Pissebedden leggen eitjes. Niet in de grond of op het blad van een plant maar in een broedbuidel. Vrouwelijke pissebedden hebben aan de onderkant van het lichaam, tussen het tweede en vijfde paar poten, een gesloten broedbuidel.
In het broedseizoen wordt deze, na een paring, gevormd door een vervelling. In deze buidel zit een vloeistof waardoor de eitjes beschermd zijn tegen uitdroging. De eitjes komen na een paar weken uit.
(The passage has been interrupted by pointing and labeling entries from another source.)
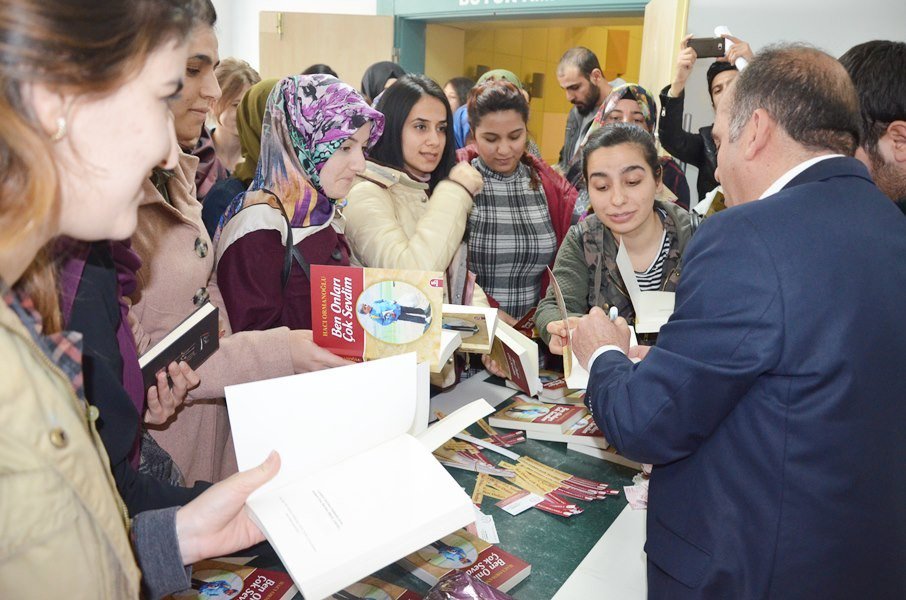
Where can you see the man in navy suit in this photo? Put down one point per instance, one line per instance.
(774, 404)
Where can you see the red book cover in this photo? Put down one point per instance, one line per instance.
(517, 372)
(372, 587)
(364, 314)
(462, 550)
(533, 416)
(219, 579)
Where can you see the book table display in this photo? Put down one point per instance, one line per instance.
(553, 545)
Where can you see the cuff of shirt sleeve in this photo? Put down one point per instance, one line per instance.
(601, 351)
(157, 552)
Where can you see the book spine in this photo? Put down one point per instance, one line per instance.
(335, 325)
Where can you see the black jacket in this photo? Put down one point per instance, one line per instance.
(697, 150)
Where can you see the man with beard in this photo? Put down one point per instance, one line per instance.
(878, 69)
(580, 74)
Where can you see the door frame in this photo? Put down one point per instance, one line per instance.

De uitgekomen jonge pissebedden (nimfen) blijven nog een tijdje in de broedbuidel zitten. Na een aantal vervellingen verdwijnt het vocht dat ze tegen uitdroging beschermt. De jongen zijn nu groot genoeg zijn om zelfstandig de wereld te verkennen en de buidel scheurt open
De jonge pissebedden zien er net zo uit als de volwassen dieren, maar zijn een stuk kleiner. Het borststuk (pereion) heeft zes segmenten (pereioniet) en ze hebben zes paar poten. In deze fase wordt een jonge pissebed een manca genoemd en is geheel wit of zeer licht van kleur. Na de eerste vervelling krijgen ze een borststuk met zeven segmenten en zeven paar poten.